It wasn't part of a grand strategy though, it was just because we wanted to do something that sounded like us as we are, though it has been very handy in terms of being able to play the tracks live!

antiMUSIC: Can you describe how long this how record took to put together? Did you have tracks sitting around for awhile or was everything written specifically for this project?

Bernie: Well it was done in a fairly hit and miss manner frankly, the drum and bass tracks went down pretty much over three sessions, maybe five or six days in all. There was obviously guide guitar along the lines of how I wanted it to go and a guide vocal. I then had to repair or redo guitar tracks, and finish off the songs! Most of them were fairly vague at that stage, maybe a verse and chorus idea but not too many completed lyrics! Usually the vocal and the guitar took about a day each per track. I'm not a workaholic and you've got to go pretty slowly if you are also engineering and producing as well as writing, which was the case here. If McCoy was not present he had to hear things to approve, so that took time too, though not work time. It also took a while because life intruded, and it all got fit in around other sessions at my studio, so I suppose that took three months or so on and off, mostly off, to be happy about it. We then had Colin Towns from Gillan do keyboard parts, tweaked and mixed. The mixes were again on and off, probably three or four weeks all in all: it took us a while to arrive at a sound we were both happy with, but after that happened on one track it all was pretty easy, it flowed. I guess it was about 8 months start to finish, but out of that less than two months actual time recording and mixing.

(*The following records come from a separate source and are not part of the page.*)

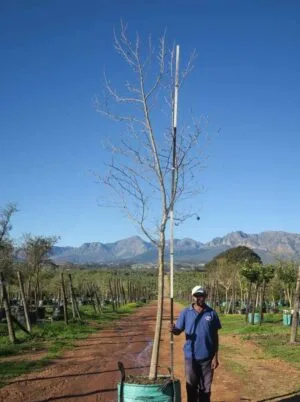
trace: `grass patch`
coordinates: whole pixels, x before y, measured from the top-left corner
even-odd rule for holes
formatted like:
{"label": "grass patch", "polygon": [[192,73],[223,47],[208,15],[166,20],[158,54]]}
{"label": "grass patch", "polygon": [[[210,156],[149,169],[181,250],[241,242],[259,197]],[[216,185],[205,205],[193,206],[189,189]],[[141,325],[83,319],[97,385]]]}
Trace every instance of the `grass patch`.
{"label": "grass patch", "polygon": [[18,362],[1,362],[0,364],[0,386],[6,385],[8,380],[18,377],[30,371],[37,371],[49,364],[48,358],[43,358],[37,361],[18,361]]}
{"label": "grass patch", "polygon": [[[8,339],[6,324],[0,323],[0,386],[4,386],[13,377],[36,371],[49,365],[51,359],[59,357],[66,349],[74,346],[76,340],[85,339],[89,334],[106,328],[113,321],[131,314],[143,303],[129,303],[112,311],[111,306],[105,306],[102,313],[96,313],[92,306],[80,308],[82,321],[70,320],[69,325],[61,321],[42,321],[32,327],[29,336],[16,329],[17,343],[11,344]],[[27,360],[26,354],[45,352],[39,360]],[[6,356],[22,355],[24,360],[7,360]],[[3,359],[4,358],[4,359]]]}

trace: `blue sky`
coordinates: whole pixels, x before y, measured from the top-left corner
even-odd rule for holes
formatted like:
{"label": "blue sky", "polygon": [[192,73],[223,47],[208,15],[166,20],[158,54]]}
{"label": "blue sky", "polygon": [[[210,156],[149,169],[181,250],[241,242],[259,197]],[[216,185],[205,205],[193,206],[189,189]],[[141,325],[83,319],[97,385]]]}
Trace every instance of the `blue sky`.
{"label": "blue sky", "polygon": [[59,245],[139,234],[105,191],[101,141],[116,130],[96,113],[103,71],[118,82],[113,49],[120,18],[157,39],[167,29],[181,60],[196,48],[184,93],[208,117],[201,219],[178,238],[209,241],[228,232],[299,233],[300,3],[290,0],[16,0],[0,5],[0,207],[15,202],[12,236],[59,235]]}

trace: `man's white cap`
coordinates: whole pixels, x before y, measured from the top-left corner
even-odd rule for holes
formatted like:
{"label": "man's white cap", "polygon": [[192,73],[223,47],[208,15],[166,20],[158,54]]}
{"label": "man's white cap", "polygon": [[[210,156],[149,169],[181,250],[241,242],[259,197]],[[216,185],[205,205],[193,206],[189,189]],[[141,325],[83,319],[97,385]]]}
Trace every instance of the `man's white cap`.
{"label": "man's white cap", "polygon": [[206,291],[202,286],[195,286],[192,289],[192,295],[195,295],[196,293],[203,293],[204,295],[206,295]]}

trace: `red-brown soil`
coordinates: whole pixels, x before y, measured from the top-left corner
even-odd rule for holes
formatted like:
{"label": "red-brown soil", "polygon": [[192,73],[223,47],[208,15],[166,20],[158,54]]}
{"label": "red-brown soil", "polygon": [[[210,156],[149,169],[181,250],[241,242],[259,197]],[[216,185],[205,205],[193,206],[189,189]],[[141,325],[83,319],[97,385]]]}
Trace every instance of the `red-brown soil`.
{"label": "red-brown soil", "polygon": [[[180,309],[175,304],[175,315]],[[167,374],[170,365],[168,310],[167,301],[159,362],[161,374]],[[127,374],[148,373],[155,313],[155,304],[140,308],[131,316],[115,322],[111,329],[101,330],[78,342],[74,349],[54,360],[47,369],[11,380],[0,390],[0,401],[116,401],[119,360],[124,363]],[[238,338],[221,336],[221,343],[224,355],[228,356],[228,350],[234,351],[234,362],[243,371],[233,372],[226,361],[222,362],[221,352],[221,364],[213,384],[213,402],[300,401],[300,396],[292,397],[297,382],[300,388],[299,371],[286,363],[264,359],[259,348]],[[183,344],[183,336],[175,337],[174,370],[181,380],[182,401],[186,402]],[[284,379],[286,376],[288,379]],[[279,398],[275,398],[277,396]]]}

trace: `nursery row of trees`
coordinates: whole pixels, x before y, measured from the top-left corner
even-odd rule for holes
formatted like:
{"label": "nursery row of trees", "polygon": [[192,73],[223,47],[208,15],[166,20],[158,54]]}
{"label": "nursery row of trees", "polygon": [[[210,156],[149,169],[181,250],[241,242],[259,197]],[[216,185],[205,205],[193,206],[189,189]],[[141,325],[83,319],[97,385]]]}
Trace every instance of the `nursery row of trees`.
{"label": "nursery row of trees", "polygon": [[[204,284],[208,301],[225,314],[244,313],[247,322],[251,313],[278,312],[293,309],[293,322],[299,320],[300,268],[294,261],[263,264],[260,256],[245,246],[229,249],[205,265],[204,272],[177,273],[175,294],[181,300],[190,300],[190,290],[196,283]],[[296,329],[291,341],[296,339]]]}
{"label": "nursery row of trees", "polygon": [[190,289],[197,281],[203,283],[210,303],[214,307],[223,304],[225,313],[250,305],[257,310],[264,299],[269,307],[291,307],[297,270],[294,261],[263,264],[253,250],[239,246],[216,256],[204,272],[178,272],[175,291],[179,299],[190,300]]}
{"label": "nursery row of trees", "polygon": [[12,343],[16,341],[15,326],[30,333],[45,304],[62,310],[68,324],[70,311],[73,319],[81,319],[79,303],[88,303],[101,314],[105,304],[115,310],[121,304],[155,297],[154,272],[81,271],[54,264],[50,257],[57,237],[26,235],[15,249],[10,230],[16,211],[10,204],[0,212],[0,320],[5,318]]}

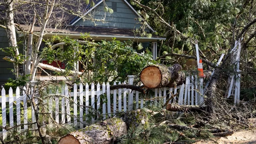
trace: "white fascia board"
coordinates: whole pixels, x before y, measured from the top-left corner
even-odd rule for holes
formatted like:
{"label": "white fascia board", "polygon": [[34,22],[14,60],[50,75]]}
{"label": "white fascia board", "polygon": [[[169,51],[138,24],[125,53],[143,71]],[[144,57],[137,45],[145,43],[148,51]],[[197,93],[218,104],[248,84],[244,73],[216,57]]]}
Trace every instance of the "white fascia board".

There were a few bit's lying around, but the only fairly complete track that got revived was "No Justice". John's intro riff on "Summerland" he has had for a while, also the guitar riff on the intro of "Vincenzo". I think he may have also had the riff for "Bitter and Twisted" for a while. The rest arrived like buses, all at the same time!

antiMUSIC: How does the writing work within GMT? The songs are credited to you and John. Is it a mix of ideas or do you both come back with fairly finished songs and then the other makes their contributions or a combination of both?

Bernie: No plan. It's whatever way it works: some are fairly complete. Some not at all. Some are written in the same room, some are two different songs that mysteriously blend into one. Sometimes John gets a guitar riff idea. Sometimes I have a bass riff. Sometimes from a lyric. But nothing flies unless it works with the three of us playing it in a room. The demos of songs are deliberately unformed, just acoustic and voice in one take usually. Robin has a lot of input. He pretty much has a blank canvas to start. So there is no "you play this" control freakery. It grows or dies the way it grows or dies, organically, with everyone's input on feel and arrangement. That does not work with most bands. Never worked in any other band I was in, but it definitely works for us. It's totally dependent on the personalities and chemistry involved. We have huge arguments when we record, it can be very abrasive, but that's undoubtedly part of the chemistry that drives it. We have some pretty special rehearsal tapes where we "discuss' things in an extremely animated fashion, bit like a cross between the Troggs tape and a Chuck Norris movie, but even more so!

antiMUSIC: Can you tell us a bit about a couple of the cuts? Either what they're about or maybe something that happened during writing/recording them? How about these since they're my favorites?

a) Bitter & Twisted

Bernie: This was initially John's riff, as was the title (I think) and a few lines of one of the verses, though I don't think he had originally intended those lyrics for this track. His lyrics were about the Gillan debacle, and what got added to it lyrically was a more general twist on the subject of being Bitter & Twisted! He and I refer to each other as Bitter & Twisted, but we can't agree which one is which! Personally I think I'm "Twisted", John's "Bitter" and Robin is "And"

b) Can't Beat Rock N Roll Well you really can't! This took about an hour to write, and half an hour to record. Robin tells me it's his favourite song of all time. That's when he's staying around my place and he wants an extra helping of spaghetti. I love the irony of the lyric, though I'm not sure that the word "mullet" translates too well to North America! Over here it's a 70's hairdo.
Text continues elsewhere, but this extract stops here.